Also wenn ich oben auf den Löschen-Button drück, wird die untere Box sichtbar... Wenn ich unten auf "Nein" drücke, sollte sie einfach wieder zu gehen. Genau das macht er... jedoch führt er danach gleich wieder die Anzeige-Funktion aus...also wahrscheinlich wird der Löschen-Button nochmal ausgeführt. Er bewegt sich auch mit, wenn ich den unteren Button klicke...

Die Funktionen folgen also so schnell hintereinander, dass man es einfach nicht mitbekommt, dass es zwischendurch zu war.

Also liegts nicht am JavaScript, sondern an der HTML-Struktur, aber des sind 2 getrennte DIV-Boxen, wobei es garkeinen Sinn ergibt, dass der Löschen-Button mit betätigt wird... im IE funktioniert es ja auch wie es soll.

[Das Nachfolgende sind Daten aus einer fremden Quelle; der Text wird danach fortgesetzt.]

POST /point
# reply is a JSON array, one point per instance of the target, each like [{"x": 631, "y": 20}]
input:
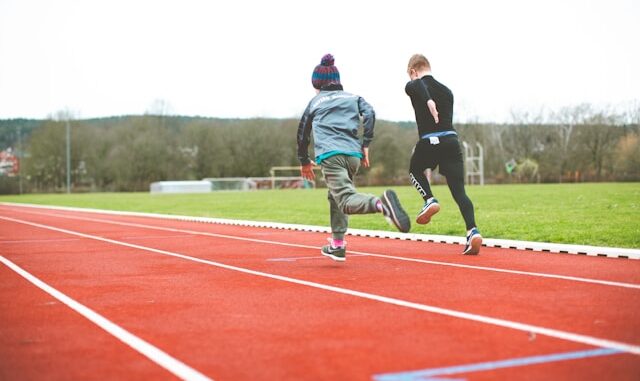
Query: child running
[
  {"x": 438, "y": 146},
  {"x": 334, "y": 116}
]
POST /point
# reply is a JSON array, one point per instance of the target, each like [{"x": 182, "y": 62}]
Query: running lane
[{"x": 233, "y": 325}]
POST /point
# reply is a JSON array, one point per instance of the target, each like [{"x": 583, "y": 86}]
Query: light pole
[
  {"x": 68, "y": 157},
  {"x": 20, "y": 157}
]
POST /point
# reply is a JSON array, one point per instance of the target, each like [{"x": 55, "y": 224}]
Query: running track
[{"x": 89, "y": 296}]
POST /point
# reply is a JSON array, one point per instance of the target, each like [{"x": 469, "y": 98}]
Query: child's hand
[
  {"x": 434, "y": 111},
  {"x": 365, "y": 158},
  {"x": 307, "y": 171}
]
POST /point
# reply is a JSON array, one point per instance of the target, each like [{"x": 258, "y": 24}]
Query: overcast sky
[{"x": 253, "y": 58}]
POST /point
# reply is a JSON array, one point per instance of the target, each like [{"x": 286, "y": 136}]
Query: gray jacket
[{"x": 334, "y": 117}]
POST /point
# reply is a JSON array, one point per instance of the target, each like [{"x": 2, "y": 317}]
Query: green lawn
[{"x": 604, "y": 214}]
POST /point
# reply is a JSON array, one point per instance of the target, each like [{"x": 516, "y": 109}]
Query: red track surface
[{"x": 232, "y": 325}]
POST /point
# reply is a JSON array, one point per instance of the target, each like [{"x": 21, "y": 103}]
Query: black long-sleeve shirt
[{"x": 420, "y": 91}]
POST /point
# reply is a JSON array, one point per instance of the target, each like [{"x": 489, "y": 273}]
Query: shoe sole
[
  {"x": 476, "y": 243},
  {"x": 425, "y": 217},
  {"x": 335, "y": 258},
  {"x": 397, "y": 218}
]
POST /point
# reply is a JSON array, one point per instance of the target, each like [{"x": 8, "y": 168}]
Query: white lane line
[
  {"x": 293, "y": 259},
  {"x": 528, "y": 328},
  {"x": 610, "y": 252},
  {"x": 158, "y": 356},
  {"x": 424, "y": 261}
]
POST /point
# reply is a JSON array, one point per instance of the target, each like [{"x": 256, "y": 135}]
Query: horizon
[{"x": 226, "y": 60}]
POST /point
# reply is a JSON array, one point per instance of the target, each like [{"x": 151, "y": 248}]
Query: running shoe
[
  {"x": 430, "y": 208},
  {"x": 393, "y": 211},
  {"x": 335, "y": 253},
  {"x": 474, "y": 241}
]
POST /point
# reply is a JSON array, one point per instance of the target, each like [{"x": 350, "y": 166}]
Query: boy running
[
  {"x": 334, "y": 116},
  {"x": 438, "y": 146}
]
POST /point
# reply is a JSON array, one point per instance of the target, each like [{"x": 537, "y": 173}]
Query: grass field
[{"x": 603, "y": 214}]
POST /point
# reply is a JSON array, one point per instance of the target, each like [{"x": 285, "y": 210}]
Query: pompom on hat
[{"x": 325, "y": 73}]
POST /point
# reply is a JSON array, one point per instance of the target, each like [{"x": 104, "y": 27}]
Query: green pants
[{"x": 339, "y": 171}]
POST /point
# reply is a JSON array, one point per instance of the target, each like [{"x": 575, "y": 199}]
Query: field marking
[
  {"x": 428, "y": 374},
  {"x": 599, "y": 251},
  {"x": 417, "y": 260},
  {"x": 528, "y": 328},
  {"x": 155, "y": 354}
]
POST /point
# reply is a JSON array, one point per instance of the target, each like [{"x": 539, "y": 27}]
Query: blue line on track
[{"x": 431, "y": 374}]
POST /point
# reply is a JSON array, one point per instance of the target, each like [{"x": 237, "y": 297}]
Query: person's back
[
  {"x": 439, "y": 93},
  {"x": 334, "y": 117},
  {"x": 438, "y": 146}
]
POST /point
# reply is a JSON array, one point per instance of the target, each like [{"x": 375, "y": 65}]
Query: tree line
[{"x": 128, "y": 153}]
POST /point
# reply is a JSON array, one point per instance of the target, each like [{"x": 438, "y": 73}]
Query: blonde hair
[{"x": 418, "y": 62}]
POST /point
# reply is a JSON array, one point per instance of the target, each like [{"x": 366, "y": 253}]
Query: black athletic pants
[{"x": 448, "y": 156}]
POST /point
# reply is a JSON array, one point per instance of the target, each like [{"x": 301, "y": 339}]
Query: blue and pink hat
[{"x": 325, "y": 73}]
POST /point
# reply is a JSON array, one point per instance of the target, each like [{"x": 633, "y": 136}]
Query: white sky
[{"x": 253, "y": 58}]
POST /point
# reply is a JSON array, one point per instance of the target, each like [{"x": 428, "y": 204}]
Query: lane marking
[
  {"x": 158, "y": 356},
  {"x": 599, "y": 251},
  {"x": 416, "y": 260},
  {"x": 293, "y": 259},
  {"x": 428, "y": 374},
  {"x": 528, "y": 328},
  {"x": 40, "y": 240}
]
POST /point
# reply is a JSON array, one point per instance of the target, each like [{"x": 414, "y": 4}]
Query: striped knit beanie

Wie ich das lösen kann, weiß ich leider nicht.


----------



## faetzminator (28. Nov 2011)

Smoothi hat gesagt.:


> jedoch führt er danach gleich wieder die Anzeige-Funktion aus...



Wie kommst du zu dieser gewagten Aussage?


----------



## Evil-Devil (28. Nov 2011)

Gibt es in dem finalen Sourcecode vielleicht zwei Elemente mit ein und derselben ID und was sagt Firebug? Kann man die Site sonst irgendwo einsehen?


----------



## Smoothi (29. Nov 2011)

@faetzminator 
Ich hab mit Firebug getestet und Haltepunkte in beiden Funktionen gesetzt. Zunächst hält er in der Funktion, in der er sollte (also die zum Ausblenden) und dann nochmal in der anderen (also die zum Einblenden). In dem Button selbst, wird nur die Ausblendefunktion aufgerufen. Paar Zeilen darüber ist ein Button, der die Sache einblendet. (siehe dritter Post)

@Evil-Devil
Es gibt nur einmal meine remove_box. Diese hat nur den gleichen Klassen- wie ID-Namen..das sollte ja kein Problem sein.
Die arguments-Variable wird schon ordnungsgemäß gefüllt.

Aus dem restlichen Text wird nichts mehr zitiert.